AUTOMOTIVE BUSINESS
Aufschwung ist in Gefahr © Arbeitskreis Automobilimporteure/Roman Zach-Kiesling

Felix Clary ist Sprecher der Automobilimporteure innerhalb der Industriellenvereinigung.

© Arbeitskreis Automobilimporteure/Roman Zach-Kiesling

Felix Clary ist Sprecher der Automobilimporteure innerhalb der Industriellenvereinigung.

09.10.2015

Aufschwung ist in Gefahr

Laut Burkhard Ernst, Sprecher des Fahrzeughandels, könnte der VW-Dieselskandal die Zulassungszahlen negativ beeinflussen.

WIEN. Der heimische Automobilhandel hat vier harte Jahre hinter sich und sieht nun den beginnenden leichten Aufschwung (nach schwachem Start ins Jahr stiegen die Zulassungszahlen zuletzt an) durch den Abgasskandal bei Volkswagen gefährdet. „Die Kunden sind verunsichert”, so Burkhard Ernst, Sprecher des Fahrzeughandels und Vorstand von Mazda Rainer. Die Manipulationen hätten die Branche überrascht; wie sehr sich das in den kommenden Monaten in Kaufzurückhaltung widerspiegeln werde, lasse sich laut Burkhard Ernst allerdings noch nicht sagen.

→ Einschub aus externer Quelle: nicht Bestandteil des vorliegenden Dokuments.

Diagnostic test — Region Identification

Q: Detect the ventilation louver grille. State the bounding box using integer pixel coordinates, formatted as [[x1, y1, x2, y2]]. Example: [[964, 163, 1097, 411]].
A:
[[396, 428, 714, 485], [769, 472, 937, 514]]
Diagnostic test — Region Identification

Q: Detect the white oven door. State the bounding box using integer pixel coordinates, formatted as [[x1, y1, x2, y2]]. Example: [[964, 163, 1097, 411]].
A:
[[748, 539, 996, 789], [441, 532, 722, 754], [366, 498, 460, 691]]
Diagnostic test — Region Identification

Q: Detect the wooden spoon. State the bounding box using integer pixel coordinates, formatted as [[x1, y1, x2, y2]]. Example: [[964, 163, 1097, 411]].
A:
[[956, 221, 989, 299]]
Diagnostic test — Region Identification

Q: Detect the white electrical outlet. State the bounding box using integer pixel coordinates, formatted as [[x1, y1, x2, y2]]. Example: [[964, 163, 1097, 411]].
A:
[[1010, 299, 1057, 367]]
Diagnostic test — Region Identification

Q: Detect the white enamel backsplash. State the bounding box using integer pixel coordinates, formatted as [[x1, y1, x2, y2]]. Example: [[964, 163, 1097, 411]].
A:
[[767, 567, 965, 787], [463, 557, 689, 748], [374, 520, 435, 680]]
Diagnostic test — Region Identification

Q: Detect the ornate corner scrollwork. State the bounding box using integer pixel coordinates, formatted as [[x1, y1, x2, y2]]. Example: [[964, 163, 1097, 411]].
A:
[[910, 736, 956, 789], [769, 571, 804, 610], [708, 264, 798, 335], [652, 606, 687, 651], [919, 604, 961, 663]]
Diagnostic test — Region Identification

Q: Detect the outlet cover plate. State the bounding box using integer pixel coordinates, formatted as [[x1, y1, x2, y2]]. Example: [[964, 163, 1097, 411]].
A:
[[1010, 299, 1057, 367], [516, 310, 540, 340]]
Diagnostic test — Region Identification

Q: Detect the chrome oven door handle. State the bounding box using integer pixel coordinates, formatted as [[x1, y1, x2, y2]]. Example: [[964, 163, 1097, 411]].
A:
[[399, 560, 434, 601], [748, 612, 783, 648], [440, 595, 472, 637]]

Generalverdacht unzulässig

Der Arbeitskreis der Automobilimporteure innerhalb der Industriellenvereinigung warnte allerdings davor, nun alle Autohersteller bei den Abgasmessungen von Diesel-Pkw unter Generalverdacht zu stellen. „Die Abgasmessung findet in Europa auf ganz andere Weise statt als in den USA. Es gibt aber natürlich auch bei uns noch Verbesserungsbedarf bei der Aussagekraft in Bezug auf den Realitätsverbrauch”, sagte der Sprecher der österreichischen Automobilimporteure, Felix Clary, und maß dabei dem absoluten Niveau des Schadstoffausstoßes aus Sicht der Kunden nur wenig Bedeutung ein.

Die Autokäufer wollen vor allem zwischen den verschiedenen Marken vergleichen, so Clary. Ob im Vergleich zum offiziellen Mess­ergebnis zehn Prozent mehr verbraucht werden, sei da „nicht so wichtig”. Trotzdem räumte Clary ein, dass „nun die Zeichen der Zeit erkannt wurden” und Abgastests künftig realitätsnaher gestaltet werden sollten.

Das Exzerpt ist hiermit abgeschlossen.